What led to their capture was the couple's brutal hatchet murder of Edward Evans, a 17-year-old apprentice engineer. Hindley's brother-in-law watched the murder; the duo hoped to recruit him. Instead, revolted by what he witnessed, he turned to the police the following day.
During the 14-day trial in 1966, prosecutors presented evidence of three murders since the police had not found all the bodies. Brady and Hindley took the witness stand in their own defense and denied everything in dissembling and often contradictory accounts. A judge gave them life imprisonment after a jury found them guilty (the UK had abolished the death penalty while the couple had been awaiting their trial).
Hindley gave a 17-hour confession in 1987. While she admitted her role in five murders, she also stuck to a carefully crafted script that portrayed her as the helpless assistant to the Svengali-like Brady. Hindley, who claimed she found God in prison, had by that time garnered prominent public supporters, like the 7th Earl of Longford, to crusade for her release.
It was Lord Longford to whom Trisha and I reached out in 1991 when we wanted to get an interview with Hindley. A precondition was that Hindley was willing to talk about where in the Moors the couple might have buried Keith Bennet. Lord Longford initially assured us that Hindley was willing to have a “frank discussion.” After many discussions and before there was a firm date, however, Hindley changed her mind. No longer, Lord Longford informed us, would she be a victim of "mob justice."
I knew that without full cooperation from Hindley, it was impossible to make a breakthrough on a case that had stumped police and some of the best British investigative reporters. Trisha and I put away our Moors Murder case files.

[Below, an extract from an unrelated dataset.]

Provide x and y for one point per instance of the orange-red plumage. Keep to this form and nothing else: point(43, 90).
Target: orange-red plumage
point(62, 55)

In subsequent years, I sometimes tried again to get Hindley to talk. She never changed her mind. Both serial killers died in prison, Hindley in 2002 and Brady in 2017.
It would have been a good note to end the sordid story of the Moors Murders if the police had found the remains of the duo’s last missing victim. That would have provided a small measure of closure for Keith Bennett’s long-suffering relatives. Now, with the latest news that it was another false lead, the final chapter is still to be written.